Period 3 – Family and Self Image

Family and Self Image

By: Andrew Rona

In early childhood, the child’s family and parents play a crucial role in the correct development of the child’s self image. The way the parents or guardians choose to project themselves onto their children makes the world of a difference. For instance, if the parental unit chooses to use physical violence to convey the message that the child did something wrong, the child’s self image will be GREATLY hurt.

First and foremost, lower class families make a significantly less amount of money than middle or upper class families, on average from $7,000 – $15,000. This means that many of the luxuries middle and upper class families get to indulge in are non-existent. Often struggling to pay the bills, lower class families will most likely be under more stress and will feel more pressured than the other socioeconomic classes.

Lower class families generally inherit “The Accomplishment of Natural Growth” teaching style. This is when parental figures are not present, or with the child enough to give their after-school activities any structure, leaving the child to play and learn from his/her peers. The absence of a behavioral figure head means values and other important lessons will be have to be learned by the child on his/her own. This means the child a greater chance of getting into trouble and experimenting with drugs.

The middle class is a very important socioeconomic class here in the United States, approximately 50% of Americans think of themselves as a part of the “middle class”. Studies show that on average, a middle class American makes anywhere from the National Average Median of $32,000, up to $70,000, just between the salaries of working and upper class counterparts.

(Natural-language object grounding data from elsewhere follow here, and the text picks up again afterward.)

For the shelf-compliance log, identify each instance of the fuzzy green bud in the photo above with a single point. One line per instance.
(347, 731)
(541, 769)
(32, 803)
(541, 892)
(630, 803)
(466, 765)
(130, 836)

Unlike lower class families, the middle class will often use the “Concerted Cultivation” teaching method. “Concerted Cultivation” is almost the exact opposite of “The Accomplishment of Natural Growth” teaching method. Where a lower class family will leave their own children to structure his/her after school activities, a middle class family will specifically arrange extra-curricular activities for their child. There is almost always an adult present to act as a role model for the child. This, in turn, means that the guardian will directly, or indirectly, introduce their views to their child. Middle class parents tend to have a college level education and will teach their child numerous things that will help the child be more prepared for college and a white collar job.

The upper class families represent a rather small portion of America, making up approximately 5%. An upper class household will easily make a 6 figure income, meaning $100,000 and up. These families will live in luxury, living in a large house and having multiple cars, unlike the working class. The upper class has money to participate in leisure activities that middle and lower class families do not get to have that often, like football games or trips to an amusement park.

Much like the middle class, upper class parents will use the “Concerted Cultivation” parenting method, meaning the parents will partake in scheduling after school/ weekend activities for their children. As the child is growing older, the parents will constantly reintroduce the fact that their son/daughter needs to work hard to be as successful as them.